Alors qu’ avec  1,3 milliard d’habitants, l’Inde n’a que six partis politique nationaux représenté au parlement , pourquoi la RDC, avec à peine 100 millions d’habitants, devrait-elle avoir une pléthore de près de 1000 partis nationaux ?!

Une régulation  des partis politique par le système électoral similaire au model indien pourrait permettre  à la RDC  de réduire rapidement le nombre de parti politique, de stimuler la recherche  de coalition, et d’arrêter les transhumances  politiques  que nous venons de vivre au pays.
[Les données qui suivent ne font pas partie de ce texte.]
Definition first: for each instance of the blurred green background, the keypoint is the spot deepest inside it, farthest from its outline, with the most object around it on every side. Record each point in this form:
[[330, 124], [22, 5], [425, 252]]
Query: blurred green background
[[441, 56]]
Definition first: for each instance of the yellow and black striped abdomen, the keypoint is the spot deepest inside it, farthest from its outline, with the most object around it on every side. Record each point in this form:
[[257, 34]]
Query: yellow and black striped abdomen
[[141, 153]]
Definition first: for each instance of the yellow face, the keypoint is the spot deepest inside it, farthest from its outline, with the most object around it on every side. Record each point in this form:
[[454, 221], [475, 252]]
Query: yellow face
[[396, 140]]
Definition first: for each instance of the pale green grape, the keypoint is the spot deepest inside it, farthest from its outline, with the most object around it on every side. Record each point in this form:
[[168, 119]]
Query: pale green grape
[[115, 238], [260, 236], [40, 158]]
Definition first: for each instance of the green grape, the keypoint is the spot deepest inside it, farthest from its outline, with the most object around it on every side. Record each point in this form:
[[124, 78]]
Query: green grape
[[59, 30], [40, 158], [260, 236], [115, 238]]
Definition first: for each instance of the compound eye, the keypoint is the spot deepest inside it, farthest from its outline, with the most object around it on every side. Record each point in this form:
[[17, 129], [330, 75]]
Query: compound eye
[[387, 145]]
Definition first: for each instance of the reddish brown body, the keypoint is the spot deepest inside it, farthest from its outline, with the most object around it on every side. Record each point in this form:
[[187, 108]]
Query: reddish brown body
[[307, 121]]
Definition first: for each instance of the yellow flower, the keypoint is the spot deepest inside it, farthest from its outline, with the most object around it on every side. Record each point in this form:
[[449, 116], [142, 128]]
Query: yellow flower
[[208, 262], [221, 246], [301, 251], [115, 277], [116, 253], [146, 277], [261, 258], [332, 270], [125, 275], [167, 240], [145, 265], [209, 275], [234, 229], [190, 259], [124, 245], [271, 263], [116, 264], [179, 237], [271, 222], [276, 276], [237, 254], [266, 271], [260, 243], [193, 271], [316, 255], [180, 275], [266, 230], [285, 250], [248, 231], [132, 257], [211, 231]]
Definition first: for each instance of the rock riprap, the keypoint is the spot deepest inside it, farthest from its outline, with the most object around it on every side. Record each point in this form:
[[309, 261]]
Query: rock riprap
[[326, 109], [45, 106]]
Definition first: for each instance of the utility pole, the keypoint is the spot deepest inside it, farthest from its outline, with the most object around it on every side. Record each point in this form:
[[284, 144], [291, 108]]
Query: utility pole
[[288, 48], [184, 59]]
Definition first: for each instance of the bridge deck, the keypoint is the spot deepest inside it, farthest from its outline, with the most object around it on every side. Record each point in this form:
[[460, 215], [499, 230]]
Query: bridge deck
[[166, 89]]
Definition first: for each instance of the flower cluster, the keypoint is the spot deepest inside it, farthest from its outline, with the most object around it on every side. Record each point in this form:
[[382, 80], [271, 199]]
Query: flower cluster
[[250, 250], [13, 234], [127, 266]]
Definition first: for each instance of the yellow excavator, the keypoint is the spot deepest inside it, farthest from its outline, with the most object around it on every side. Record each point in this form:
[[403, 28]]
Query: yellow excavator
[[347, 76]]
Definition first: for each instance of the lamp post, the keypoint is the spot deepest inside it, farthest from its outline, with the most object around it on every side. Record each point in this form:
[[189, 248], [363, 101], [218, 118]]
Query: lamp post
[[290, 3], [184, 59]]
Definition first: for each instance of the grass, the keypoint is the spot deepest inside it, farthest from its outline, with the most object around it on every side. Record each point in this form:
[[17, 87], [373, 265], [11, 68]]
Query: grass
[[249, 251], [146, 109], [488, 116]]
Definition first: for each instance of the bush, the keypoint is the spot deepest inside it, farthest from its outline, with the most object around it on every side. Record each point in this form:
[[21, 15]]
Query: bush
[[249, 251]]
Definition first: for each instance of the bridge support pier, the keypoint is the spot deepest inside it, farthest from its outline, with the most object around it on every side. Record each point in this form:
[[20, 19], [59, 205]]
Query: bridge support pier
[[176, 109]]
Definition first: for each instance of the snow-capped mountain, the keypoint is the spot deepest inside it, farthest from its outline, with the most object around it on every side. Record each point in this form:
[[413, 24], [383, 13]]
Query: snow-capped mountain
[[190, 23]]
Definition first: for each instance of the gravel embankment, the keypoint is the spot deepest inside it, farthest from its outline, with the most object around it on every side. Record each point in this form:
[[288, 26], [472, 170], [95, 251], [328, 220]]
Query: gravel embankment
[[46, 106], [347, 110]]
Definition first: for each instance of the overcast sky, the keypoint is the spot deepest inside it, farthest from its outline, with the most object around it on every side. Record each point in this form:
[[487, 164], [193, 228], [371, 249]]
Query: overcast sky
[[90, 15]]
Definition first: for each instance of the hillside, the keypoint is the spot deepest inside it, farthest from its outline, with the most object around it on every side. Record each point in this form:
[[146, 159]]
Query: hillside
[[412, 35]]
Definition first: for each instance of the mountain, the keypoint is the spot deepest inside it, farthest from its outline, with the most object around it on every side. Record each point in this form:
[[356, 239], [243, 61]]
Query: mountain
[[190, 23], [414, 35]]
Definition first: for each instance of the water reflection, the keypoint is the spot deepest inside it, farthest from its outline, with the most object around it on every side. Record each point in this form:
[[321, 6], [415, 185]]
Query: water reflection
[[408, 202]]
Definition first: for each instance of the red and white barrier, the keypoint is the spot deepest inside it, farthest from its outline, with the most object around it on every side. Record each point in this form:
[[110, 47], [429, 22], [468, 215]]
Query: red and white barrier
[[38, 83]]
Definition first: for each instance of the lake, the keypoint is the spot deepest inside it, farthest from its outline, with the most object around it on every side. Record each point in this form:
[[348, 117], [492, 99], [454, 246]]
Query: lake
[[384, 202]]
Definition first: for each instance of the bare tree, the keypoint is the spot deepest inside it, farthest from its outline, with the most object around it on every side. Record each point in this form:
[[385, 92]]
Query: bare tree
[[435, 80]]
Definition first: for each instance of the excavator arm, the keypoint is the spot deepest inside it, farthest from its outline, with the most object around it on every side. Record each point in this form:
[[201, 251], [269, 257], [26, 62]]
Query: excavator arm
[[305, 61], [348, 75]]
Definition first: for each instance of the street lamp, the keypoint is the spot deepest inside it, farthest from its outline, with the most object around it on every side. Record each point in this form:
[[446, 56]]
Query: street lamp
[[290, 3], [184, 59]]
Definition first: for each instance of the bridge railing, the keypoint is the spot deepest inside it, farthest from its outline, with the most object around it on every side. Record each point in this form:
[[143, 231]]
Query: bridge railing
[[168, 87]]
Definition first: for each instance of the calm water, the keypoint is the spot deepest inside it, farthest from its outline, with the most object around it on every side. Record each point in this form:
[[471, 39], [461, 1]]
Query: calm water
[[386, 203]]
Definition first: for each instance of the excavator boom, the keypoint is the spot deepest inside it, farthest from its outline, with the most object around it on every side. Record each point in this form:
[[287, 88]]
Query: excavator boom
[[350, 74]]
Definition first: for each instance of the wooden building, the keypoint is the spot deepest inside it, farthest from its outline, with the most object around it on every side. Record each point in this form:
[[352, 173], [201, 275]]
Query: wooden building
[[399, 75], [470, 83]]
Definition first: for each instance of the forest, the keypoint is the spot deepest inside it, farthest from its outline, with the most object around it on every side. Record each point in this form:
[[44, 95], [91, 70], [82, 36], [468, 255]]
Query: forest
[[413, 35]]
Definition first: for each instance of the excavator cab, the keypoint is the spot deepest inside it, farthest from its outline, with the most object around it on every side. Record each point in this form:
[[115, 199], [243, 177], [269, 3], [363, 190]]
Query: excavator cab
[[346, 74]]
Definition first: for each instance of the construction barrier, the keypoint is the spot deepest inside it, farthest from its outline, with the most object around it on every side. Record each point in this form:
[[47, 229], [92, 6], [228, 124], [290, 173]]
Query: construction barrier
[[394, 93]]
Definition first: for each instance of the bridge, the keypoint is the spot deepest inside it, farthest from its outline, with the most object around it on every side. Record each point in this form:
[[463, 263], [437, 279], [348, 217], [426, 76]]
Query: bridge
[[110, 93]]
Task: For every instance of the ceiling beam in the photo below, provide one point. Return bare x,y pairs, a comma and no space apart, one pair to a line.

LA VICTIMISATION, CONSÉQUENCES ET REMÈDES

La victimisation est un mal-être dont souffre notre société. Les membres d’une société à prédominance  victimaire ont tendance à rejeter sur autrui la responsabilité de tout ce qui leur arrive et de se considérer toujours comme victimes des actions des autres. Ainsi tout ce qui va mal au Congo serait dû aux actions de ceux qui envient les richesses du pays. Beaucoup d’entre nous se laissent parfois entrainer dans des délires paranoïaques accusant toute  la communauté internationale d’agir contre l’existence de la RDC !  Il est difficile, pour quiconque souffrant de ce mal, de se remettre en question et d’œuvrer pour devenir fort. Néanmoins, avec la bonne information et la détermination, cela n’est pas impossible.

Précisément, on ne cesse de claironner que notre pays est victime de l’exploitation des multinationales, directement ou indirectement, par le biais des pays voisins, et que les pays voisins nous enverraient le surplus de leurs populations.
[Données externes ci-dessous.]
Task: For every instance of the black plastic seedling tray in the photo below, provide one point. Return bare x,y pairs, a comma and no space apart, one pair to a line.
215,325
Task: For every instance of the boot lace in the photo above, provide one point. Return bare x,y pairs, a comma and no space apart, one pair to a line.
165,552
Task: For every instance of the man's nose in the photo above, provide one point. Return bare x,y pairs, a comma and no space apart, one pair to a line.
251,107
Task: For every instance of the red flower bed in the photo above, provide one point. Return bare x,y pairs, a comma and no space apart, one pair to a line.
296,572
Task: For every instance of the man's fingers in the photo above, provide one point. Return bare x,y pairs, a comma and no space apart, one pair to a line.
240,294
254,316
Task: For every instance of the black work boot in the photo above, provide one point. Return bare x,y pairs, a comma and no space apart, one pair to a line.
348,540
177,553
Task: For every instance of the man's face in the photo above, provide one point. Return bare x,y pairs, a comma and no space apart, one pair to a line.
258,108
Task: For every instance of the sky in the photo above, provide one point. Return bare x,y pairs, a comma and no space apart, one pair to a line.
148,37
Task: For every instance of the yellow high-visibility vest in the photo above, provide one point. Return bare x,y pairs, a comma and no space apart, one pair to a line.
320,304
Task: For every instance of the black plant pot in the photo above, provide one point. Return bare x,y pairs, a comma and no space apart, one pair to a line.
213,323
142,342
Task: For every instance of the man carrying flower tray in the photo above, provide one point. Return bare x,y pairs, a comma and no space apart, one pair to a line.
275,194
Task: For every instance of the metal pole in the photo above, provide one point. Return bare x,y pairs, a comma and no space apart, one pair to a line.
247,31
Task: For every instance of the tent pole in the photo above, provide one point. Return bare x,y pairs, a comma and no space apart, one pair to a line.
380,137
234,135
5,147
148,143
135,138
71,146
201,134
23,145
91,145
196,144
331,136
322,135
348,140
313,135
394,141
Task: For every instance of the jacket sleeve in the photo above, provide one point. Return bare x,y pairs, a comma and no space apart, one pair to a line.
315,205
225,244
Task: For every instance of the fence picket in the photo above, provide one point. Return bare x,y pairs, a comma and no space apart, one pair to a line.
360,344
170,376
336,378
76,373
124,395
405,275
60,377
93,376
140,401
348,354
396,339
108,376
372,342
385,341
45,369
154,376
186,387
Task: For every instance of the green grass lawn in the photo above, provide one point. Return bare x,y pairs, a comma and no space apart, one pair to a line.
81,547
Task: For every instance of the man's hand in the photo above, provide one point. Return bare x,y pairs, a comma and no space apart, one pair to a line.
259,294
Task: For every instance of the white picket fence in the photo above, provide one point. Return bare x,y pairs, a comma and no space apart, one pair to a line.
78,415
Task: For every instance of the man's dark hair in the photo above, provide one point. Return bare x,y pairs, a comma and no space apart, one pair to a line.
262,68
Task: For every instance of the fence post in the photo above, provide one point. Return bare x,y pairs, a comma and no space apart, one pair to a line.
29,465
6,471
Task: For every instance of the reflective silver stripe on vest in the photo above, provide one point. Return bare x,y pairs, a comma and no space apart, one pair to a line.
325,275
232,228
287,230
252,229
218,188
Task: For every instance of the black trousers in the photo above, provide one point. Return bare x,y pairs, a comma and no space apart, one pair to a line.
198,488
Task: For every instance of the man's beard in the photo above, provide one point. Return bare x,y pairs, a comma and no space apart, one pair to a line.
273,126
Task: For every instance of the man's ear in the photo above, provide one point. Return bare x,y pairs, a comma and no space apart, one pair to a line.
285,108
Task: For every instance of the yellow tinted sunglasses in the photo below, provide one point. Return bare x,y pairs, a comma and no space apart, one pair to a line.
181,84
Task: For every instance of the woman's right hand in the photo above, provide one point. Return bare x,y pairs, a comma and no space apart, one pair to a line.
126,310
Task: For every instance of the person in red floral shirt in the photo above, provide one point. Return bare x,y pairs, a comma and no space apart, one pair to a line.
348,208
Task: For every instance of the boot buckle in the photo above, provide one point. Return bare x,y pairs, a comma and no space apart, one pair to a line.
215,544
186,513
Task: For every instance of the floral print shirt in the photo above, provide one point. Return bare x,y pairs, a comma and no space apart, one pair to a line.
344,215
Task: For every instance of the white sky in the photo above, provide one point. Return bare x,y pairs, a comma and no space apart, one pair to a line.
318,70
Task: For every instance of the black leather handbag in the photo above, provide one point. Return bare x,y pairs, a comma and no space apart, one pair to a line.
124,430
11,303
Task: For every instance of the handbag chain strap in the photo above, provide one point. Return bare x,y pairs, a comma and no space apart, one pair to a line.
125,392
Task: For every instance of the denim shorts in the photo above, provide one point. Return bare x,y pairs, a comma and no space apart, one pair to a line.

Dans tout ceci, on ne tient pas compte de la responsabilité des Congolais et de la responsabilité que nous devons exiger de nos dirigeants, qui doivent assumer leurs actes.

A propos des multinationales, même s’il est aussi reconnu que, dans des États très faibles, les multinationales exploitent les faiblesses de ceux-ci pour optimiser leurs profits, dans l’ensemble des pays du monde, il est globalement accepté que les pays en développement bénéficient des investissements des multinationales, qui les aident à réduire la pauvreté, à stimuler la croissance économique, à créer des emplois pour la population locale, à élever les normes de l’emploi en versant de meilleurs salaires que les entreprises locales, etc.
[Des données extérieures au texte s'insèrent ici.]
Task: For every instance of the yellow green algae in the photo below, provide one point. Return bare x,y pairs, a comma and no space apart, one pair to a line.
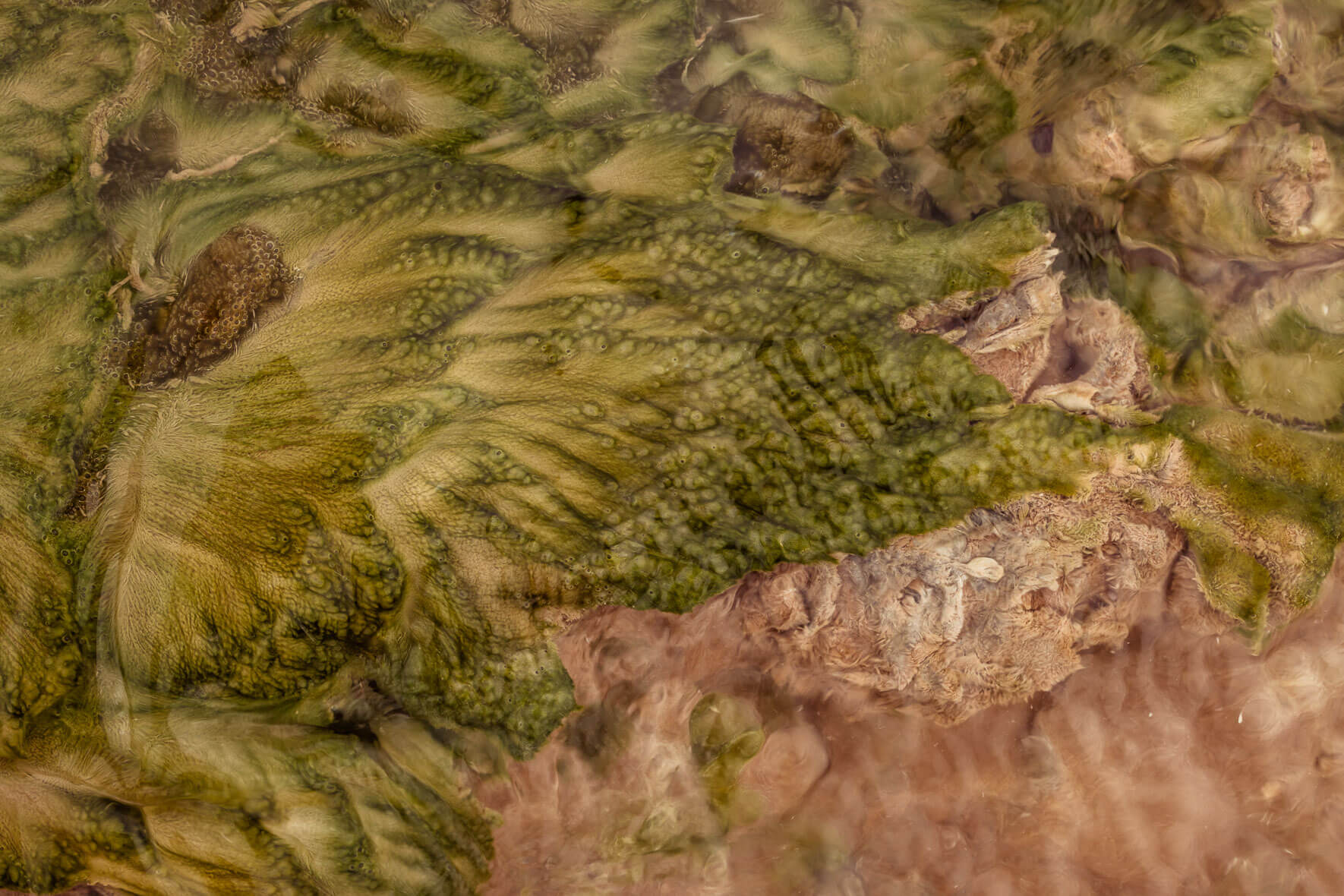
522,351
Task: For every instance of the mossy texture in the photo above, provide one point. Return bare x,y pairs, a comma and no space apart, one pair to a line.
349,345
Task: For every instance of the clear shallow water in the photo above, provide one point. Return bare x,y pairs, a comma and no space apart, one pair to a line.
382,379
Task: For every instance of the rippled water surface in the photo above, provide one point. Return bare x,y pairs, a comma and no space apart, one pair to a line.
667,446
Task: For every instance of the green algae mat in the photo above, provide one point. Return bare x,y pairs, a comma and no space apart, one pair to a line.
349,347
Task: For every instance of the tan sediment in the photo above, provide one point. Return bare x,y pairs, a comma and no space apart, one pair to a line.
1171,762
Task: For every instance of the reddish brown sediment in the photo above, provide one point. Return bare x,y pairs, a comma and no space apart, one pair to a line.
1172,762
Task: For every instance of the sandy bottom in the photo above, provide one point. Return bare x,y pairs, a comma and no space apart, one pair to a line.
1179,763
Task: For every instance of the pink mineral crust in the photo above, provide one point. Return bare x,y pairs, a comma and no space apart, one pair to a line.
1172,762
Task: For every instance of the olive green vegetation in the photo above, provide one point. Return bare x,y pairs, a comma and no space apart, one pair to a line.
532,355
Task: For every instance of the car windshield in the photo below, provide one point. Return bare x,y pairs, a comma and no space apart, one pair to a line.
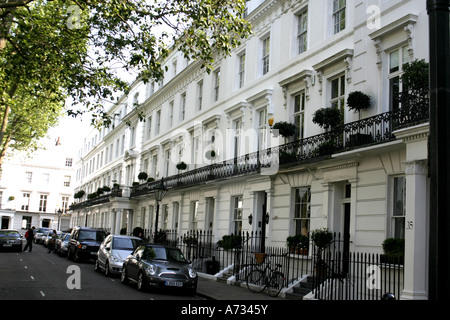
91,235
9,234
125,244
169,254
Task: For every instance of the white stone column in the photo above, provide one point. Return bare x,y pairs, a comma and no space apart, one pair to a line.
118,223
416,233
416,216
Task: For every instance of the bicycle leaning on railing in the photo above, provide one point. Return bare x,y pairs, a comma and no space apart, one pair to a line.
269,278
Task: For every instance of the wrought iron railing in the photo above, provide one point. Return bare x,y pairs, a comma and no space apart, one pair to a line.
366,132
369,131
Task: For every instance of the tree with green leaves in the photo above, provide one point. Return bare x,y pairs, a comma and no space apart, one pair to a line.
52,50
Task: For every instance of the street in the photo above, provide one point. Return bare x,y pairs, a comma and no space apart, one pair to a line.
40,275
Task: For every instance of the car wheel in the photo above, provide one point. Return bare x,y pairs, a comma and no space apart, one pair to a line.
123,276
107,273
142,282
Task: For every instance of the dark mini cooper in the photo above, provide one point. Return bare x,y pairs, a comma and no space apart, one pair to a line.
159,266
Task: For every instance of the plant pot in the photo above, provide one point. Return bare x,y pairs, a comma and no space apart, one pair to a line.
359,139
260,257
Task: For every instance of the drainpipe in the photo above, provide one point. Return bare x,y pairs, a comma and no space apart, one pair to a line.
439,152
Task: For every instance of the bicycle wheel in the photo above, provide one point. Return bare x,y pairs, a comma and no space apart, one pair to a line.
276,283
256,281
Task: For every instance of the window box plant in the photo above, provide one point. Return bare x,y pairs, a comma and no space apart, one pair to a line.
328,117
285,129
358,101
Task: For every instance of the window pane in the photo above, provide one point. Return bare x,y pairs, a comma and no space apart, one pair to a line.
393,61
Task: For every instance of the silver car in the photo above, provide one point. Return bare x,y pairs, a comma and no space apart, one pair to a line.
113,251
159,266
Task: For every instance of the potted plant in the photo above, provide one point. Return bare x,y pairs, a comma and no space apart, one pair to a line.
229,242
415,80
358,101
285,129
298,244
181,165
160,236
142,176
328,117
190,240
393,250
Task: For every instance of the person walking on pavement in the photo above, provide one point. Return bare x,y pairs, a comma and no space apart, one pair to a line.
29,235
52,241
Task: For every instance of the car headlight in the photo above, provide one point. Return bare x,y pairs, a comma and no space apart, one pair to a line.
192,272
151,269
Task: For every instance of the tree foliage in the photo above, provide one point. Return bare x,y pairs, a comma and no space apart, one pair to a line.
54,50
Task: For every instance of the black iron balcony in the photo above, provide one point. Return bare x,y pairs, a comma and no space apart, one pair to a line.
369,131
366,132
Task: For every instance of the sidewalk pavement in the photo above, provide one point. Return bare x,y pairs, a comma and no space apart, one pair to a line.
209,288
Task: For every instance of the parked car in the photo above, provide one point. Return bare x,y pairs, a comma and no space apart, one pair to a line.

Concernant l’exploitation de nos richesses par les pays voisins, ceci dénote des actions de mauvais voisinage pour notre pays comme le CET l’a déjà dénoncé.  Toutefois, sachons que  de par sa nature même, tout État est impérialiste, c.-à-d. qu’il cherche à tirer profit des relations asymétriques systémiques avec d’autres peuples et d’autres territoires, ce qui se traduit par une plus ou moins grande domination sur le plan politique et institutionnel. Les autres nous dominent parce que nous sommes excessivement faibles. Au lieu de toujours nous plaindre des autres qui pillent et tuent chez nous, et déstabilisent notre pays si facilement, nous devons plutôt nous atteler d’abord  à former un État-Nation fort. Patrice Lumumba l’avait dit  dans son dernier message aux congolais et le CET ne cesse de le répéter.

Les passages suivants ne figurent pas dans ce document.